Emily Narvaes Wilmsen ( Emily NULL.Wilmsen null@null ColoState NULL.EDU), 970.491.2336. Colorado State University Department of Public Relations. May 10, 2010.
Colorado State University’s Clean Energy commercialization arm, Cenergy, has co-founded a new company with a professor of chemical and biological engineering to manufacture biosensors that detect chemical contaminants in water and food.
Professor Ken Reardon, working in tandem with Cenergy, the university’s vehicle for commercializing innovative clean and renewable technologies, has created OptiEnz Sensors LLC to develop, manufacture and sell the biosensors, which rely on fluorescent light to identify contaminants. With these devices, contaminants such as melamine, gasoline, solvents and nerve agents can be measured without pretreating the sample with other chemicals, Reardon said.
“You can use these biosensors wherever the water is – in a groundwater well, in a lake, or in a wastewater treatment plant pipe. You analyze the water where it is, rather than putting it into bottles for analysis in a remote laboratory,” Reardon said.
The technology relies on optoelectronics as well as biology. Two layers, consisting of a fluorescent chemical and enzymes, are applied to the tip of an optical fiber. When this tip is in contact with a water sample containing a contaminant, the enzymes cause the chemical to react in such a way that the brightness of the fluorescent chemical changes.
Each biosensor is designed to detect a specific chemical. For example, Reardon’s team has designed and tested a biosensor for benzene, a chemical that is potentially dangerous to human health that enters the environment from emissions from burning coal and oil, gasoline service stations and motor vehicle exhaust. Benzene also has received attention as a chemical being released from hydraulic fracturing (“fracking”) at drilling sites.
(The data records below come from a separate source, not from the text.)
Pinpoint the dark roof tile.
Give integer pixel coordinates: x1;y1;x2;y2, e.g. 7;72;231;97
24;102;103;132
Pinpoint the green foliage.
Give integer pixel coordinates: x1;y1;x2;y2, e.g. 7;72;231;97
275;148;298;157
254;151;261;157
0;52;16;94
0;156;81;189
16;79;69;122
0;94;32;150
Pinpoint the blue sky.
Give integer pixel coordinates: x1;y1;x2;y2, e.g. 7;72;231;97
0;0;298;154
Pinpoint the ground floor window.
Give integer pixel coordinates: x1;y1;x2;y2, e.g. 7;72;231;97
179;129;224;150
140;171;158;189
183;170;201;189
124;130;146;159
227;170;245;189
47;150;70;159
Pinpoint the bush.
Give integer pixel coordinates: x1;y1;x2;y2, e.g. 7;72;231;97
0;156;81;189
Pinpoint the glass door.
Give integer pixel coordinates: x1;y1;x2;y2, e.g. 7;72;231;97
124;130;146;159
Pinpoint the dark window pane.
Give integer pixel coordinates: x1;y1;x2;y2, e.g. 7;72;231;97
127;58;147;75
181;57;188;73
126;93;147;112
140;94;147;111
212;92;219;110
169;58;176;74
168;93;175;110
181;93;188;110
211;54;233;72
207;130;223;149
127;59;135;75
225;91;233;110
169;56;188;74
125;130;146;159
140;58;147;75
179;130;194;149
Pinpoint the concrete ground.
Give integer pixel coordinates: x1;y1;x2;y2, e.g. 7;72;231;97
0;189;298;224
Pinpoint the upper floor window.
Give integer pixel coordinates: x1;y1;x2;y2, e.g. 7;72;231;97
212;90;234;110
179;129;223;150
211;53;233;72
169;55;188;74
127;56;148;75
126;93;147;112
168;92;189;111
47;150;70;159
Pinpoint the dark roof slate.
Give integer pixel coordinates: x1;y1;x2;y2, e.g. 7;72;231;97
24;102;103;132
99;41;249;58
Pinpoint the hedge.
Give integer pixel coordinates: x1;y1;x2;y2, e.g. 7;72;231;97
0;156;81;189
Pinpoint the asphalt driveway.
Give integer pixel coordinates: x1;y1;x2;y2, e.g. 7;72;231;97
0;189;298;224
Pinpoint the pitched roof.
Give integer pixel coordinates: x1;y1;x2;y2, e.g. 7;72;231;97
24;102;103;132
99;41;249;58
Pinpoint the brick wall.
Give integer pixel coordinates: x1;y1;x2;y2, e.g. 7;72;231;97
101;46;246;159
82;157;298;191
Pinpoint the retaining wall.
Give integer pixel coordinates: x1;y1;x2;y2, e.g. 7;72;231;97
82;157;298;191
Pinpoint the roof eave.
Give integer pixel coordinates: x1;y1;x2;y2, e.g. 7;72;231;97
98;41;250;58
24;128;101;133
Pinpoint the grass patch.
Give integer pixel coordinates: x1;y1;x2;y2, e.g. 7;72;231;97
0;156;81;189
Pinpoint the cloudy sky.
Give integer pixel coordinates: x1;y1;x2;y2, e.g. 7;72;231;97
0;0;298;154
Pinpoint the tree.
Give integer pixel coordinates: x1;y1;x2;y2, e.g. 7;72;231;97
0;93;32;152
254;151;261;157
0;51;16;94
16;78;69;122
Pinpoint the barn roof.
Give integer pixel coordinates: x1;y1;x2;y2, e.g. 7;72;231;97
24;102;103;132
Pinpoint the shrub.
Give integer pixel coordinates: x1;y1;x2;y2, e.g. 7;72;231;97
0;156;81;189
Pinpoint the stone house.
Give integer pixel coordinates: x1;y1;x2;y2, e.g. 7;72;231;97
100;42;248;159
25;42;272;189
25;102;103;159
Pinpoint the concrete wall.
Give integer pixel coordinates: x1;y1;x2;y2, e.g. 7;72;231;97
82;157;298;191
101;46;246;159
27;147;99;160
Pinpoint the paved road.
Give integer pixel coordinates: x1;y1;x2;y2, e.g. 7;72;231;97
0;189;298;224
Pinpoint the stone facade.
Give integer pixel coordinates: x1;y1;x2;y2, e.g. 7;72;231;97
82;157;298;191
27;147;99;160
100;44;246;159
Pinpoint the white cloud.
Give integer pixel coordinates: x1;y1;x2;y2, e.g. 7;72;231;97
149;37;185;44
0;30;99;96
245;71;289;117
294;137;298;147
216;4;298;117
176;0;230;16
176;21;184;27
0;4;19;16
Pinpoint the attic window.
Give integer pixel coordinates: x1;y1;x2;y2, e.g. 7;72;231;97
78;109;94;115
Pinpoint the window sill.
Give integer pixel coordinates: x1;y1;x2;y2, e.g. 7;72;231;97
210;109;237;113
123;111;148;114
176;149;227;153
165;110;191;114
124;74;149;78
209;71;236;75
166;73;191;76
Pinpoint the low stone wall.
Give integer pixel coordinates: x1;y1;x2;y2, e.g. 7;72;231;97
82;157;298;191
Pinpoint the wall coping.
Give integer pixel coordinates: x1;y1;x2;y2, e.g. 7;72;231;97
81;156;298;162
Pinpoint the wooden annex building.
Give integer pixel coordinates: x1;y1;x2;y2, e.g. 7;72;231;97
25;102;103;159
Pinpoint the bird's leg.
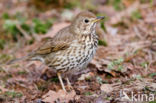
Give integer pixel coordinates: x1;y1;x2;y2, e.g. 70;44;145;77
57;73;66;92
66;77;72;89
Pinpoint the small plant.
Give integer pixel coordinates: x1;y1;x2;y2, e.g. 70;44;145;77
84;92;93;96
107;58;124;71
4;91;23;98
131;10;142;20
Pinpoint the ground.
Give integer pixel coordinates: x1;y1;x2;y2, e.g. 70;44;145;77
0;0;156;103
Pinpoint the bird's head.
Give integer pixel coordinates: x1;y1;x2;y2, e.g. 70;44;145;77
71;11;104;35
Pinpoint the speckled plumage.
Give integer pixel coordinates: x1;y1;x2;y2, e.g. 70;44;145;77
25;11;103;90
32;12;98;72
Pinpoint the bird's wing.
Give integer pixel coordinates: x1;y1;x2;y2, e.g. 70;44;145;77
35;27;75;55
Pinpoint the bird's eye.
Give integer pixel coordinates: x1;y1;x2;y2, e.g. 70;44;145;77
84;19;89;23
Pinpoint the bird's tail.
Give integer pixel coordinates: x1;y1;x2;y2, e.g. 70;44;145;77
6;53;33;65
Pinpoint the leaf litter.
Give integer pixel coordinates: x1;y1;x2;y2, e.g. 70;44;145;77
0;0;156;103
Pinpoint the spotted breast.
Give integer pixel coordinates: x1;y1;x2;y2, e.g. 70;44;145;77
49;32;98;72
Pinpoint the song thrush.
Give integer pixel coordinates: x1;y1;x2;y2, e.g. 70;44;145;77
8;11;104;91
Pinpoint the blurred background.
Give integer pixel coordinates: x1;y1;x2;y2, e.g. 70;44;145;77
0;0;156;103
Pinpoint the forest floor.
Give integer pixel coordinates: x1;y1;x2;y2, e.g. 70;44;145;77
0;0;156;103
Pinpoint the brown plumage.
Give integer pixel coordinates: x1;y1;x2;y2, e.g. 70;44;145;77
8;11;103;91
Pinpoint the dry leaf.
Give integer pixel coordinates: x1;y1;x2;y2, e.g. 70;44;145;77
100;84;113;93
42;90;76;103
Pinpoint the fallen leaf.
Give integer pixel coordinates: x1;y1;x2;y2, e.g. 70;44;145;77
42;90;76;103
100;84;113;93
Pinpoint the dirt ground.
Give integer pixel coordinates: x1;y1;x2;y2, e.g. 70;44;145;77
0;0;156;103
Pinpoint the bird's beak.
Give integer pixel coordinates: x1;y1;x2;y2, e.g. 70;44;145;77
92;16;104;23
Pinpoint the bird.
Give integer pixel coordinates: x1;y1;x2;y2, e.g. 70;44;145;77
7;11;104;92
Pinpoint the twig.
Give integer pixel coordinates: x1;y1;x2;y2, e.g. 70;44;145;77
16;24;31;40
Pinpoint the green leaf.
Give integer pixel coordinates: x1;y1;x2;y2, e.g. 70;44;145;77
2;13;10;19
98;40;108;46
0;39;6;49
5;91;23;98
149;73;156;77
131;10;142;20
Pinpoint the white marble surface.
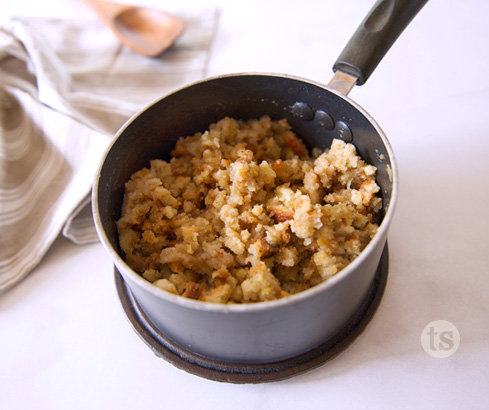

“If I suspect that benzene might be in the water, this will tell me how much and where,” Reardon said.
“We are very excited about the potential of this solution to totally change the way we detect water and food contaminants—instantly and at the source. If a tractor-trailer turns over and spills fuel in the Poudre River, this technology provides a quick, simple way to test the water immediately right at the source of the accident as well as downstream. Previous to this technology, a water sample had to be sent to a lab to detect fuel contaminants,” said Tim Reeser, Cenergy’s chief operating officer.
The OptiEnz Sensor technology has been developed over more than 10 years in Reardon’s laboratory at Colorado State University in collaboration with engineering professors Kevin Lear and David Dandy, along with several postdoctoral researchers and graduate and undergraduate students.
The OptiEnz Sensor technology has received NSF funding in previous years and recently was awarded funding from the Colorado House Bill 1001 early-stage commercialization grant. The grant was matched with an investment from Dean Stevinson, who is also serving as chief operating officer. In addition to Reeser, Reardon and Stevinson, the OptiEnz board includes representation from CSU’s Technology Transfer Office and Curtis Vock, CEO of ThinkVillage, a Boulder IP firm that licensed the technology from CSU and has worked closely with CSU to commercialize the IP.
OptiEnz Sensors is working with several government and environment engineering firms to set up field tests of the sensors. Potential applications include homeland security, groundwater testing, environmental clean-up sites and food and beverage testing.
Reardon is professor in the Department of Chemical and Biological Engineering and has led research projects in several areas of biotechnology, including biosensors, bioenergy, environmental biotechnology and systems biology. His research on biosensors has involved collaborations with researchers at Colorado State, other universities in the United States and Europe and industry. He is part of a large group of faculty members at Colorado State developing analytical devices for chemical and biological sensing.
Cenergy is the business component of the Clean Energy Supercluster. Professor Bryan Willson in mechanical engineering serves as the director of the Clean Energy Supercluster, overseeing the clean energy research activities of the university, and chief scientific officer of Cenergy. Reeser focuses on forging business alliances and developing new commercial opportunities for the results of that research.